I remember one time in particular that I experienced this kind of compassion. I was taking the train from Rochester, NY to Newark, NJ to begin the process of funeralizing my father. I had been in such a rush to get on the train that I had not given much thought to how I looked, or what I was wearing. I had gotten on the train with virtually no money in my wallet, clothes that did not match, but I am sure I did not look like a prospective spiritual leader. I do not remember much about that ride. What I do remember is that the woman who was wearing a micro mini skirt and a halter-top and bright pink hair came over to me and said where are you from? All I could say was my father just passed away. She talked to me until we came to her stop and then handed me a bag with a sandwich and soda and chips. I never got her name, but what I remember was her compassion. I remember her courage to talk to a stranger and her compassion in being there for me in my time of need.
She taught me a very important lesson that day. Compassion means we bridge the gap; we do not widen them. Bridging the gap is not always as easy. One of the hardest parts of bridging the gap is recognizing in ourselves what we do not like in others. I once said that I am grateful for those who get on my last nerve because they have said me significant time in therapy. However, they have done more then that. They have challenged me to look at the part of them I do not like and where it exists in me. Over time, there are fewer people who I want to distance myself from and parts of my personality, with which I develop a different relationship.
The other important lesson that I have learned about compassion is the importance of being present. I am constantly working on all these things in my own life; however, one of them is being present. I cannot be compassionate with others if I am not actively listening to what they are saying or if I am beginning to think about what I am going to say next, judging them for what they are saying, or how they are saying it or even what they are doing or wearing. I cannot be compassionate if I am in a state of being other then the here and now. There are times when I have found myself uninterested in what someone is saying. I remember fondly how my father, in his last years, would start the same conversation over for the 3rd time in the same phone call. It was hard at times to be present when he was telling me what he had eaten and how many times he had gone to the bathroom for the third time in 20 minutes.
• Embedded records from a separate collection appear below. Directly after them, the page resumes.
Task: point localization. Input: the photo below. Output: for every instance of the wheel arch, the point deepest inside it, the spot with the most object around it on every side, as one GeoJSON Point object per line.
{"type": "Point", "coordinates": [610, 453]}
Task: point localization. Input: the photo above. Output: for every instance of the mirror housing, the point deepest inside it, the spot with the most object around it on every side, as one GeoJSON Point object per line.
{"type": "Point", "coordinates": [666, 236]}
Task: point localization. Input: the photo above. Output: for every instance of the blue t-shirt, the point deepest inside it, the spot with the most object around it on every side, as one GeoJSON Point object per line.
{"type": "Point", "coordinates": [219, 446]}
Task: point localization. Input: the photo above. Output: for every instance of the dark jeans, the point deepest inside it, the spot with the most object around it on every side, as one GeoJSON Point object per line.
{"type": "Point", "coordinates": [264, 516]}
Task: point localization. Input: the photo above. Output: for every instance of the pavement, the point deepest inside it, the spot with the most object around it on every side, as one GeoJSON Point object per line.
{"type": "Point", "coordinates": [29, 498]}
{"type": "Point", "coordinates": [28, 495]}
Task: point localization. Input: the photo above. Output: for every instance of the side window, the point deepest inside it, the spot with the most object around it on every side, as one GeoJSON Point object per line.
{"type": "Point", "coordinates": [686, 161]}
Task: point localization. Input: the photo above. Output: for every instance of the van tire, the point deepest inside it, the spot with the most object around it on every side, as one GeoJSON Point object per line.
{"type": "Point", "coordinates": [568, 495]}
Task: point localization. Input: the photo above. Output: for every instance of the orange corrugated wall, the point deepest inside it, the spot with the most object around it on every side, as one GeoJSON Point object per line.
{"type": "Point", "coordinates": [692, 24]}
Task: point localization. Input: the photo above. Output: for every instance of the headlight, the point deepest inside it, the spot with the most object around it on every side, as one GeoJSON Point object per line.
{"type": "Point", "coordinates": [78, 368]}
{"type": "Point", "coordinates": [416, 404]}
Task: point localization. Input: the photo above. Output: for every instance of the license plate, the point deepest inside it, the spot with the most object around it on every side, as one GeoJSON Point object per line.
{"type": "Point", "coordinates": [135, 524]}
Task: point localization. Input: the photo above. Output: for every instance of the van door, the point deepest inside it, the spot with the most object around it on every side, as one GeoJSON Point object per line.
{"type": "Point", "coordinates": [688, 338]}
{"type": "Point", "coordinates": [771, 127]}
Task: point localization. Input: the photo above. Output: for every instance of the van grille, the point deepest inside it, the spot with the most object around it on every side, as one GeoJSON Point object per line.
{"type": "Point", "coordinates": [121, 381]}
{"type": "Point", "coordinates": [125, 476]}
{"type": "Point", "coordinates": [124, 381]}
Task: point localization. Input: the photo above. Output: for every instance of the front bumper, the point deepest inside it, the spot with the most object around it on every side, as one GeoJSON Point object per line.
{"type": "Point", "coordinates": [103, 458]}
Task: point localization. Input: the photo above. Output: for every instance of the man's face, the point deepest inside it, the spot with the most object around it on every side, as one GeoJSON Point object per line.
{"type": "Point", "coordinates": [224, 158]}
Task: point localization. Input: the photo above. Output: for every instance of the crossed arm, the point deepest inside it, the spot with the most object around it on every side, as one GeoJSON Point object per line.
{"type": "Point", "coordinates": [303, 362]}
After he passed away, I realized what a disservice I had done to myself and to him. I had missed this authentic moment between the two of us. One thing that helps me to work on being compassionate with others is that I would hope that others would be compassionate with me. I hope they would see themselves in those same situations and treat me with the compassion they would like to be treated. It is not always easy to be compassionate; sometimes we have to depend on our best friend – courage.
Ruth Gendler, The Book of Qualities (Berkely, CA: Harper Perennial, 1984), p. 23 and p. 12.